24-core CPU and I can’t type an email (part two)

By brucedawson

In my last post I promised to give more details about some rabbit holes that I went down during the investigation, including page tables, locks, WMI, and a vmmap bug. Those details are here, along with updated code samples. But first, a really quick summary of the original issue:

In the last post I talked about how every time a CFG-enabled process allocates executable memory some Control Flow Guard (CFG) memory is allocated as well. Windows never frees the CFG memory so if you keep allocating and freeing executable memory at different addresses then your process can accumulate an arbitrary amount of CFG memory. Chrome was doing this and that was leading to an essentially unbounded waste of memory, and hangs on some machines.

And, I have to say, hangs are hard to avoid if VirtualAlloc starts running more than a million times slower than normal.

In addition to the wasted CFG memory there was some other wasted memory, although it wasn’t as bad as vmmap suggested.

CFG and pages

Both code memory and CFG memory are ultimately allocated in 4-KB pages (more on that later). Since 4 KiB of CFG memory can describe 256 KiB of code memory (details on that later) that means that if you allocate a 256 KiB block of code memory that is 256 KiB aligned then you will get one 4 KiB CFG page. And, if you allocate a 4 KiB block of code memory then you will still get a 4 KiB CFG page, but with most of it unused.

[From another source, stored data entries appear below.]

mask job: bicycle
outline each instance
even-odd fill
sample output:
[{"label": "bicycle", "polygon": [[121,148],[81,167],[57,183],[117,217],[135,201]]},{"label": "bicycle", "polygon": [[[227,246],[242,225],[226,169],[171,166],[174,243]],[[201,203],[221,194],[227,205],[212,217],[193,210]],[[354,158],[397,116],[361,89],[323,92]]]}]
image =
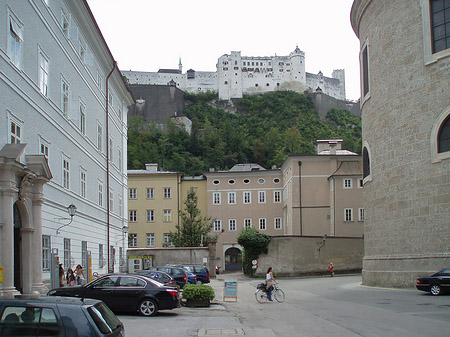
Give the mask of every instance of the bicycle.
[{"label": "bicycle", "polygon": [[[284,296],[284,291],[281,290],[280,288],[278,288],[277,284],[274,283],[273,285],[273,290],[272,290],[272,298],[275,298],[275,300],[278,303],[283,303],[285,296]],[[257,290],[255,291],[255,298],[259,303],[264,303],[267,302],[268,298],[267,298],[267,290],[266,290],[266,285],[264,283],[260,283],[258,284],[258,286],[256,287]]]}]

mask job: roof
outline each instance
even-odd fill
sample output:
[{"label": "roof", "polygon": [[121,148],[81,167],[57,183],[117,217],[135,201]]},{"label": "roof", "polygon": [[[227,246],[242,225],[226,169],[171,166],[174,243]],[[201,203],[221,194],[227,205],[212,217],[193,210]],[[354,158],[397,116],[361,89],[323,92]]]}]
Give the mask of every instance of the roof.
[{"label": "roof", "polygon": [[175,172],[175,171],[156,171],[156,172],[151,172],[148,170],[128,170],[127,171],[128,175],[138,175],[138,174],[180,174],[180,172]]},{"label": "roof", "polygon": [[164,74],[181,74],[181,71],[179,69],[159,69],[158,73],[164,73]]},{"label": "roof", "polygon": [[344,161],[341,162],[339,168],[330,176],[361,176],[362,177],[362,162],[359,161]]},{"label": "roof", "polygon": [[[319,155],[331,155],[330,150],[323,150],[319,153]],[[355,152],[351,152],[349,150],[336,150],[336,155],[343,156],[343,155],[351,155],[351,156],[359,156],[359,154]]]}]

imageThings get tricky when executable memory is freed. If you VirtualFree a block of executable memory that is not a multiple of 256 KiB or is not 256 KiB aligned then the OS would have to do some bookkeeping to see whether any other executable memory is still using the CFG pages. The CFG authors decided not to bother with this complexity and they just always leave the CFG memory allocated – always. That’s unfortunate. That means that when my test program allocates and then frees 1 GiB of aligned executable memory, this leaves 16 MiB of CFG memory allocated.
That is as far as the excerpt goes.